Pour notre septième journée à Bangalore, nous avions appris que nous nous éloignerions un peu du centre de la ville pour se perdre dans les paysages sans fin de Bangalore rural. Après une heure de route, nous sommes arrivé·es dans le camp de Doddaballapura Road, un lieu qui réunit de nombreux Scouts de tous les âges. C’était aussi à cet endroit qu’allait nous accueillir Rackshita. Elle est venue de Biome Environmental Trust pour nous accompagner et nous faire rencontrer les fameux Welldiggers (les « creuseurs de puits ») dont les puits étaient disséminés dans cet immense camp, principalement laissé à la nature et investi par de nombreuses espèces d’oiseaux.

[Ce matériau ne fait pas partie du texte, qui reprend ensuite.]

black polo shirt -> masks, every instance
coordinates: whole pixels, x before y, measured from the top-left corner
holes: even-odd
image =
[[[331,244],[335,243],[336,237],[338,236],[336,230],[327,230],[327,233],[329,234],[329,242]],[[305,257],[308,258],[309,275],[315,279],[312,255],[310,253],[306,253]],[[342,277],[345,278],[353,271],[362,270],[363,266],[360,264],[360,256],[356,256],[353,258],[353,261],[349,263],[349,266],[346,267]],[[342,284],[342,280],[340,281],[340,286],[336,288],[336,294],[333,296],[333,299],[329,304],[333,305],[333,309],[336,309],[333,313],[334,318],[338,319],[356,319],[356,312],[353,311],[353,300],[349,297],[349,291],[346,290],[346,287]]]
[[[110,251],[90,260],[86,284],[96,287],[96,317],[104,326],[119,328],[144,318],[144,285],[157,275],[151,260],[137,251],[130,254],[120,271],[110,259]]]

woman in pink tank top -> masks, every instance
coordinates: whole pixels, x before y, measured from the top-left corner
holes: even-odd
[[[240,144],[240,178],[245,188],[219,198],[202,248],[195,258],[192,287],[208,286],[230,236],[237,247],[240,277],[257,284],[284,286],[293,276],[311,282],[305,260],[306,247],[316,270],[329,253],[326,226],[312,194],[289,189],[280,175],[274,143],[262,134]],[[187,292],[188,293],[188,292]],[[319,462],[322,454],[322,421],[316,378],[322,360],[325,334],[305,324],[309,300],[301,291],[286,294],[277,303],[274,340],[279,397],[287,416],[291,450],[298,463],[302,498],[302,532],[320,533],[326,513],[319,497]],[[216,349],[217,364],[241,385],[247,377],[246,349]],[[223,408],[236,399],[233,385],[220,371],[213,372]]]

Après quelques échanges chaleureux avec les Scouts, nous avons été présenté·es par notre guide Rackshita au Welldigger Shankar et à ses collègues, rassemblé·es autour d’un arbre. Nous pouvions alors nous enfoncer dans la dense forêt pour découvrir l’œuvre de ces travailleurs de l’eau. Avec eux, nous communiquions par l’intermédiaire de notre guide, ceux-ci ne parlant que la langue locale – le Kannada.
Sur le chemin, accompagné·es par une chienne et ses petits, nous apprenions que les différents puits avaient été construits par les ancêtres de nos hôtes et qu’ils avaient pendant longtemps été laissés à l’abandon, le gouvernement de Bangalore préférant importer de l’eau venant d’ailleurs. Ce n’est que très récemment qu’ils avaient été reconstruits pour récolter l’eau de pluie dans le but d’approvisionner les alentours pour différents usages.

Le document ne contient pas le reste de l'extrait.